Les petits commerçants jugent que les taux d’utilisation imposés par les cartes de crédit Master Card et Visa, qui se situent actuellement entre 1,5% et 2,5% selon le volume de ventes, sont trop élevés. Ils souhaiteraient que le gouvernement réglemente ces taux en les limitant à un maximum de 1%.

«Selon une étude qui a déjà été réalisée, à peu près 40% du taux que paie le détaillant sert à payer des primes au consommateur», dénonce Yves Servais, directeur de l’AMDEQ, de passage en Mauricie lundi. «D’autres gouvernements, comme l’Australie, ont déjà réglementé. Ils ont fixé le taux à 0,5%», poursuit-il.

M. Servais s’interroge sur les reports du projet de loi C-236, Loi modifiant la Loi sur les réseaux de cartes de paiement (frais d’acceptation d’une carte de crédit). Le projet a été déposé à la Chambre des communes en février 2016 par une députée libérale. «Ça fait déjà plus d’un an que ce projet de loi a été déposé, et il n’a pas été étudié, il n’a pas avancé du tout.»

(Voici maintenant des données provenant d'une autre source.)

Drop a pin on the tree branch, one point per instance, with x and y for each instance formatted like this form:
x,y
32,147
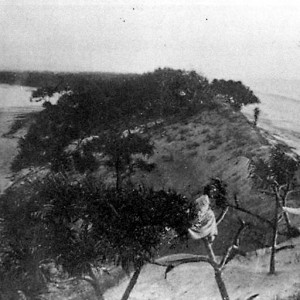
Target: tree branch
x,y
229,255
262,219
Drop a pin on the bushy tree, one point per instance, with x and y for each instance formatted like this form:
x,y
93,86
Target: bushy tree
x,y
276,177
82,226
236,93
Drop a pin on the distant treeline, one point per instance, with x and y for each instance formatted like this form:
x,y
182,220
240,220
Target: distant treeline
x,y
91,104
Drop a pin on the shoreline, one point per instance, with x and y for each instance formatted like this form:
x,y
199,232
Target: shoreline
x,y
9,143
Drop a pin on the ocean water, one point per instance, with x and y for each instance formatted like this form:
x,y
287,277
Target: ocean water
x,y
280,109
15,96
280,106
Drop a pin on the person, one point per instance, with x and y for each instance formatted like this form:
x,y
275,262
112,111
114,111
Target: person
x,y
204,225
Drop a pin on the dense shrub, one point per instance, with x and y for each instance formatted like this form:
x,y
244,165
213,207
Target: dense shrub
x,y
82,224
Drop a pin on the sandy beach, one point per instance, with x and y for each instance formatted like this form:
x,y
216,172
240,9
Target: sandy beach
x,y
8,144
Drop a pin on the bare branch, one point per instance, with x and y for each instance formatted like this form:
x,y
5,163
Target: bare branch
x,y
221,216
262,219
233,249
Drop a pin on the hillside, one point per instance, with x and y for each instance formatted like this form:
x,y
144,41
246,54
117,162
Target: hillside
x,y
218,143
213,143
196,135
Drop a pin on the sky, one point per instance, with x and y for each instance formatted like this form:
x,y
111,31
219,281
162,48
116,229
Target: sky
x,y
219,39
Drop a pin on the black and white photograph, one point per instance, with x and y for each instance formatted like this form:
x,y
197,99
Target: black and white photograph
x,y
149,150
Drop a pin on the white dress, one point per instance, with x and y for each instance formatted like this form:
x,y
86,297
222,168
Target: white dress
x,y
205,223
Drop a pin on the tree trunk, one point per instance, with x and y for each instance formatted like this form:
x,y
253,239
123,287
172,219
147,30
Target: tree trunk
x,y
118,175
218,272
274,237
95,284
132,283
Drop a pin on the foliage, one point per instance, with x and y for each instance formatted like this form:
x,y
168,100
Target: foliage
x,y
89,106
278,170
236,93
83,225
275,176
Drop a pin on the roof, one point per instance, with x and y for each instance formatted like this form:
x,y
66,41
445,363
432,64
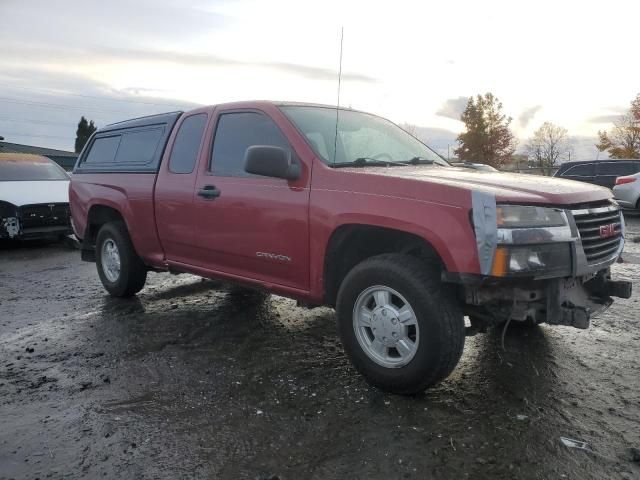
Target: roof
x,y
8,147
23,157
578,162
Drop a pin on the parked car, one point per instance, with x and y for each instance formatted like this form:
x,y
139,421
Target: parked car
x,y
627,191
475,166
34,198
598,172
401,244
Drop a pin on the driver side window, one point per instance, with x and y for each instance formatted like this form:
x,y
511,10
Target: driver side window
x,y
235,133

Le candidat à la chefferie du Parti conservateur et député de Bellechasse-Les Etchemins-Lévis était également de passage en Mauricie lundi. «Je m’engage, dans un budget conservateur, à régler cet enjeu», a indiqué M. Blaney. «Lorsque nous (les conservateurs) étions au pouvoir, nous avions mis en place des mesures volontaires pour réduire les frais de transaction pour les cartes de crédit parce qu’on reconnaissait qu’il y avait un problème. (…) C’était un pas dans la bonne direction, mais maintenant on doit finir le travail.»

Les frais chargés par MasterCard et Visa font l’objet d’un mécontentement depuis quelques années au sein des petits détaillants d’ici et d’ailleurs au Québec.

Des milliers de dollars par année

À la station-service Alimentation Lemoyne & Auger de Saint-Boniface, les frais de transaction liés aux cartes de crédit représentent des dépenses d’environ 30 000$ par année.

«C’est notre dépense la plus importante après les salaires», déplore Charles Lemoyne, copropriétaire depuis 20 ans. «Est-ce que c’est normal que ça coûte moins cher d’Hydro-Québec que de frais de cartes de crédit?» Les frais liés à l’utilisation des cartes de débit, quant à elles, se sont plutôt de l’ordre de 5 à 10 cents par transaction.

«Le lait, les loteries ou l’essence sont tous des produits à faible marge de profit, explique le commerçant. C’est difficile, avec les frais de cartes de crédit, de dégager des marges de profit suffisantes pour être viable à long terme. (…) On peut même en arriver à être déficitaires sur une vente d’essence au-delà de 1,50$/litre.»

Alors que les grandes chaînes de magasins comme Walmart ou Costco bénéficient de taux réduits en raison de leur volume de ventes, les commerçants déplorent qu’ils doivent «vivre avec les taux d’utilisation des cartes de crédit les plus élevés au monde». M. Lemoyne rappelle également que ces frais, qui s’insèrent dans les coûts généraux d’opération, se répercutent nécessairement sur le prix à la consommation. «C’est difficile de demeurer compétitifs.»

L’AMDEQ représente environ 1000 détaillants au Québec. Elle est membre de la coalition Small Business Matters, qui regroupe environ 25 associations qui vont valoir les intérêts de près de 100 000 petits détaillants au Canada.